Environment-Specific Configuration
Here’s how to set up different configurations for each environment:
default:
paths:
data: "/demo/DEV/username/project1/data"
output: "/demo/DEV/username/project1/output"
programs: "/demo/DEV/username/project1/programs"
qa:
paths:
data: "/demo/QA/project1/data"
output: "/demo/QA/project1/output"
programs: "/demo/QA/project1/programs"
prod:
paths:
data: "/demo/PROD/project1/data"
output: "/demo/PROD/project1/output"
programs: "/demo/PROD/project1/programs"
Working Example
Let’s create a multi-environment configuration:
library(envsetup)
# Create temporary directory
dir <- fs::file_temp()
dir.create(dir)
config_path <- file.path(dir, "_envsetup.yml")
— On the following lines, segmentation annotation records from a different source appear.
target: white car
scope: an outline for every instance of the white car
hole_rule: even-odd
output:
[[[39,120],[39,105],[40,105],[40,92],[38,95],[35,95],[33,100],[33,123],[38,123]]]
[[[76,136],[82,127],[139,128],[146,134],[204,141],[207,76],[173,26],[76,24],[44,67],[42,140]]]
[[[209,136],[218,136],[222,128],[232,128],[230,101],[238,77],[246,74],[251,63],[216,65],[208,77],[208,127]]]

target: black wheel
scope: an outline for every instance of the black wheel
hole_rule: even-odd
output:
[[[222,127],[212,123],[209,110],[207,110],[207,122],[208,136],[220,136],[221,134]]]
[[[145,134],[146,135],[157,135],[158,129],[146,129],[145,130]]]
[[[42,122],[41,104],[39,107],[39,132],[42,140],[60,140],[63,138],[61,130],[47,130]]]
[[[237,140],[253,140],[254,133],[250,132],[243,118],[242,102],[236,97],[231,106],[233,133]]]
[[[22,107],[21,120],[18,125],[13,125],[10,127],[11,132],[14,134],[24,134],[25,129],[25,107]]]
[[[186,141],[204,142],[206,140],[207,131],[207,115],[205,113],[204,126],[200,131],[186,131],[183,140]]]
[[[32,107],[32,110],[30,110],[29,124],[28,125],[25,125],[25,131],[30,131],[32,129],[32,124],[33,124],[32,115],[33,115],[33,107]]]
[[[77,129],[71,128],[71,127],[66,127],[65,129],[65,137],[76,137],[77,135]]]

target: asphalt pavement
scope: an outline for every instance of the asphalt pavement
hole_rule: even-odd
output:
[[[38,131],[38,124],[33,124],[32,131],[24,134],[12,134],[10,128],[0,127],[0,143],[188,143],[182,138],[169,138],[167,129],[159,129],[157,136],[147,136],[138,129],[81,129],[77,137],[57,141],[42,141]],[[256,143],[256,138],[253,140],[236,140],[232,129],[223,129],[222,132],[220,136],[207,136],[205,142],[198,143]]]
# Write multi-environment config
file_conn <- file(config_path)
writeLines(
paste0(
"default:
paths:
data: '", dir, "/demo/DEV/username/project1/data'
output: '", dir, "/demo/DEV/username/project1/output'
programs: '", dir, "/demo/DEV/username/project1/programs'
qa:
paths:
data: '", dir, "/demo/QA/project1/data'
output: '", dir, "/demo/QA/project1/output'
programs: '", dir, "/demo/QA/project1/programs'
prod:
paths:
data: '", dir, "/demo/PROD/project1/data'
output: '", dir, "/demo/PROD/project1/output'
programs: '", dir, "/demo/PROD/project1/programs'"
), file_conn)
close(file_conn)
Loading Different Environments
Default Environment
# Load default configuration (development)
envsetup_config <- config::get(file = config_path)
rprofile(envsetup_config)
#> Assigned paths to __callr_data__Assigned paths to R_GlobalEnv
# Check the paths
cat("Default environment paths:\n")
#> Default environment paths:
cat("Data:", get_path(data), "\n")
#> Data: /tmp/RtmpXmtg5B/file1e763e3c9c3f/demo/DEV/username/project1/data
cat("Output:", get_path(output), "\n")
#> Output: /tmp/RtmpXmtg5B/file1e763e3c9c3f/demo/DEV/username/project1/output
QA Environment
# Load QA configuration
envsetup_config <- config::get(file = config_path, config = "qa")
rprofile(envsetup_config)
#> Assigned paths to __callr_data__Assigned paths to R_GlobalEnv
# Check the paths
cat("QA environment paths:\n")
#> QA environment paths:
cat("Data:", get_path(data), "\n")
#> Data: /tmp/RtmpXmtg5B/file1e763e3c9c3f/demo/QA/project1/data
cat("Output:", get_path(output), "\n")
#> Output: /tmp/RtmpXmtg5B/file1e763e3c9c3f/demo/QA/project1/output
Production Environment
# Load production configuration
envsetup_config <- config::get(file = config_path, config = "prod")
rprofile(envsetup_config)
#> Assigned paths to __callr_data__Assigned paths to R_GlobalEnv
# Check the paths
cat("Production environment paths:\n")
#> Production environment paths:
cat("Data:", get_path(data), "\n")
#> Data: /tmp/RtmpXmtg5B/file1e763e3c9c3f/demo/PROD/project1/data
cat("Output:", get_path(output), "\n")
#> Output: /tmp/RtmpXmtg5B/file1e763e3c9c3f/demo/PROD/project1/output
Configuration Inheritance
The config
package supports inheritance, meaning
environments can inherit from default
and only override
specific settings:
default:
paths:
data: "/demo/DEV/username/project1/data"
output: "/demo/DEV/username/project1/output"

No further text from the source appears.